Our second theoretical contribution is solving the case where the variance changes

along with the mean. Specifically we show that if the variance decreases with the mean,

then this calls for more crashing than would be suggested otherwise, and vice versa if

variance increases. We show by numerical examples that the difference can be substantial.

(Sequentially, this contribution comes first.)

Our third contribution concerns convexity. On the one hand, we show that if the

crashing cost function of each activity is convex and the standard deviation is a convex

function of the mean, then the objective function is convex (even though activities may be

correlated due to systemic error). On the other hand, we present a plausible model for

estimating the variance of project activities that can violate this convexity condition.

Finally, consider that in the analysis of general project networks, the first step is

often to reduce every embedded simple chain by convolution, as if independence applies.

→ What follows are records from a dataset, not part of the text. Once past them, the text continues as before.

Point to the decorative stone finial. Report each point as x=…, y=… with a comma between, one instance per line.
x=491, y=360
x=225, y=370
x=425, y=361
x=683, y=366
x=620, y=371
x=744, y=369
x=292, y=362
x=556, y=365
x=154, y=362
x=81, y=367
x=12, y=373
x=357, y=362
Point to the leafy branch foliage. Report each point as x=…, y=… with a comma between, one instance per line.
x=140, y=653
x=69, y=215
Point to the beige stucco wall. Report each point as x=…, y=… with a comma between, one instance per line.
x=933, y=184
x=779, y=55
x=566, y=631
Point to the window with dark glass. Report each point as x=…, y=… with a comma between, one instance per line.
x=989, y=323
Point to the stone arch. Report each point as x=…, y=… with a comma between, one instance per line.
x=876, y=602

Our results suggest that this may be ill advised. Thus our limited model can be used as

input for more general models, to correct this error. We leave for future research how to

apply the maximum operator to parallel correlated activities and how to address irreducible

structures, but note that the approximations suggested by Clark (1961) are directly

applicable. It is also likely that simulation would be necessary in those cases where

Clark’s approximation is not adequate. Simulation may also be preferred for convenience,

especially for practical applications. But it must take into account dependencies of the type

we discuss in this paper. Variance effects also need to be considered. Thus, even in its

present limited form, this paper provides important insights for the correct analysis or

simulation of general project networks.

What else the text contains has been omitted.